Saturday, May 19, 2012

19 Mayıs Gençlik ve Spor Bayramı

"Barbar Türk'ler" dedikleri için kızıyorduk yabancılara. Uzun zaman oradan oraya göçmüş, giderek büyüyüp dünyaya hakim bir imparatorluk olmuştuk. Kolay değildi o kadar alanı kontrol etmek. Kontrol etmek, gücü elde etmek ve sürdürmek için barbar olmak gerekliydi. Bunu anlayamamışlardı uzunca bir süre. 

Biz gücümüzü kaybettiğimizde, kendi toprağımıza çekildiğimizde ezmek, küçümsemek için kullandıkları bu arguman, mert bir önderin ateşiyle kendi kanımızı yerlere akıtıp da bağımsızlığımızı elde ettiğimizde "Cesur Türk'ler"e döndü. Korktular bizden, çünkü savaşıyorduk, öğreniyorduk, gelişiyorduk, değişiyorduk. Bu kadar kısa zamanda bu kadar hızlı bir devrim ürkütmüştü onları. Gördüler ki güç sadece baltalarımızla sahip olduğumuz birşey değil, ruhumuzla, kalbimizle de başarıyorduk at üstünde ok atmayı. 
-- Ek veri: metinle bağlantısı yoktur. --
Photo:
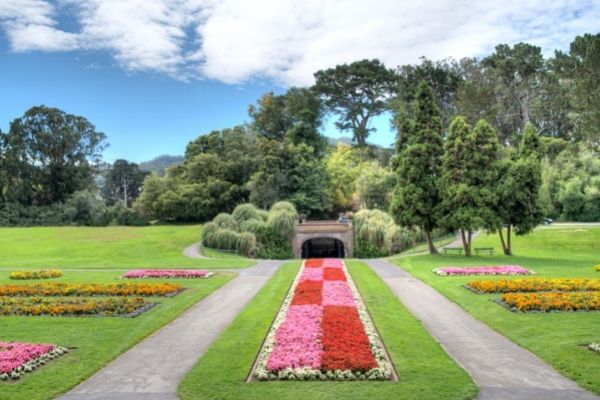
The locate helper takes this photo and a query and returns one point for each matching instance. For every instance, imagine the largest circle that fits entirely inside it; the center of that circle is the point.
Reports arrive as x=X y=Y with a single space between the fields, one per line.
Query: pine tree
x=469 y=177
x=518 y=192
x=416 y=196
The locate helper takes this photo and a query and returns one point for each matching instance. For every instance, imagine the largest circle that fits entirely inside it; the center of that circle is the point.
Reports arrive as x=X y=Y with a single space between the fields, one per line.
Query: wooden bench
x=453 y=250
x=489 y=250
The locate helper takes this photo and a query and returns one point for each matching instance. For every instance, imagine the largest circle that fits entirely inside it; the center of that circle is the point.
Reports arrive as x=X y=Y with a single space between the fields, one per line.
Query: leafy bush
x=225 y=221
x=120 y=214
x=245 y=212
x=246 y=243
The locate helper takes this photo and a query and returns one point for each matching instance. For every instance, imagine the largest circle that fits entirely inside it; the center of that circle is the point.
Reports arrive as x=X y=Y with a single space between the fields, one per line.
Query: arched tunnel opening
x=323 y=248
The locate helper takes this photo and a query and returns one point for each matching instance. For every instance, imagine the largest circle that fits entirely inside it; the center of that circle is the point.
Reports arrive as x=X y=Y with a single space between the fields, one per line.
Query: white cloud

Ne var ki bedeller ödedik. Ödettiler. Fakir bıraktılar bizleri. Karne ile ekmek verdiler. Karnımızı doyurabilmek için sıralara girdik. Zayıfladık. Zayıfladıkça açlaştık. Ellerinde tepsiler, parlak parlak elmalar, şerbetli tatlılar, lezzetli etleri gösterdiler. "Evet" dedik, yemek istiyoruz. Yol yaptılar, televizyon verdiler, araba verdiler, büyük büyük binalarda, kapıcılarımıza sipariş verdiğimiz hayatları sundular bize ama asla o tepsilere dokunamadık. 


Gördükçe acıktık, acıktıkça fırsatlar kovaladık. Bizden çaldılar, biz de çalmaya başladık. Bizi dolandırdılar, biz de dolandırdık. "Hakkınızı koruyun, işinizi bilin" dediler ya, sıra bekleyenlerin arasına "kaynak" yapmayı marifet bildik. Kendimizce gereksiz ve boş gördüğümüz emniyet şeritlerine "akıllı" olduğumuz için girdik her sabah, işimize yetiştik, yorulmadık. Adımız "Fırsatçı, üç kağıtçı Türk'ler"e çıktı da ses etmedik. 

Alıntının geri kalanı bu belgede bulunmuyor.